Apple Founded
Steve Jobs, Steve Wozniak and Ronald Wayne founded Apple Computer Company
April 01, 1976
Three Men and a Garage
Apple Computer Company was founded on April 1, 1976, by Steve Jobs, Steve Wozniak, and Ronald Wayne. The company was born in the garage of the Jobs family home in Los Cupertino, California. Wozniak had designed a new kind of personal computer called the Apple I, and Jobs saw its commercial potential. Wayne, an older colleague who had worked with Jobs at Atari, drew the original Apple logo and wrote the partnership agreement. However, Wayne sold his 10 percent stake just 12 days later for $800, fearing financial liability. That stake would eventually be worth hundreds of billions of dollars.
The Apple I and the Birth of the Company
The Apple I was sold as a circuit board that hobbyists assembled themselves. It retailed for $666.66, a price Wozniak chose simply because he liked repeating digits. About 200 units were produced, and the computer was sold primarily through a local electronics retailer called the Byte Shop. The success of the Apple I gave the founders enough momentum to develop the Apple II, which launched in 1977 and became one of the first highly successful mass-produced personal computers. The Apple II featured a color display, a keyboard, and an expandable design that made it popular with schools, businesses, and home users alike.
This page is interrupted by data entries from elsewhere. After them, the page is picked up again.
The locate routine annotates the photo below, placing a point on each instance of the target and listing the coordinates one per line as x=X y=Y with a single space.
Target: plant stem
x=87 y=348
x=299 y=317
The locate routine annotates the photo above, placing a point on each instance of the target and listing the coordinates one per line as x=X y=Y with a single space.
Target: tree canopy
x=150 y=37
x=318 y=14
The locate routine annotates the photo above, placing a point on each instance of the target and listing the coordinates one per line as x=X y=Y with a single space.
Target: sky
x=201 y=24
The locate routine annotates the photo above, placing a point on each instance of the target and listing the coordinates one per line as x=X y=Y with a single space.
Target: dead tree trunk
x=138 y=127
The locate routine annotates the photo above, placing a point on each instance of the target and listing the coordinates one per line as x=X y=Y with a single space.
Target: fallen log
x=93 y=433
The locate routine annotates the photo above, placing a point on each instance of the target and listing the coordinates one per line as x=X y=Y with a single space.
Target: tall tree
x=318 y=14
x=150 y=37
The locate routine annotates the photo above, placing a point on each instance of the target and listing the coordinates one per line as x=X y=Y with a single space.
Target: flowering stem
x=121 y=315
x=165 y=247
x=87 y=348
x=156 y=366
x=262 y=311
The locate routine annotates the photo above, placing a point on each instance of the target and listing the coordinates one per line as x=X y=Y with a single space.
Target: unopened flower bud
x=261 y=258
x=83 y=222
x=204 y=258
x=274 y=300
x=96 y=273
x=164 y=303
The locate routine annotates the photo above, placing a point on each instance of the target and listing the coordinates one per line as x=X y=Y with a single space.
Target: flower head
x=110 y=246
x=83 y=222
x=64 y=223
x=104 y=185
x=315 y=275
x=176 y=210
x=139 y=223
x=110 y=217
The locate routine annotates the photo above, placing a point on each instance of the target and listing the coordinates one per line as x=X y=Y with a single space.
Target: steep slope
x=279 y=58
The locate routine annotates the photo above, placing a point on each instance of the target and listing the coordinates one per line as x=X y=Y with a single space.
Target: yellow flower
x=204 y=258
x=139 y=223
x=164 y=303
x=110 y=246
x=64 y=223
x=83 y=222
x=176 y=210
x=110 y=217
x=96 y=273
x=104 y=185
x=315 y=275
From Garage to the World's Most Valuable Company
Apple went public on December 12, 1980, creating instant millionaires among its employees and making Jobs and Wozniak extraordinarily wealthy. The company faced serious struggles in the late 1980s and 1990s after Jobs was forced out in 1985. When he returned in 1997, Apple was near bankruptcy. Jobs led a remarkable turnaround with the iMac, iPod, iPhone, and iPad, transforming Apple into the most valuable company in the world. In August 2018, Apple became the first U.S. company to reach a market capitalization of one trillion dollars. The journey from that garage in 1976 to that milestone is one of the most remarkable stories in business history.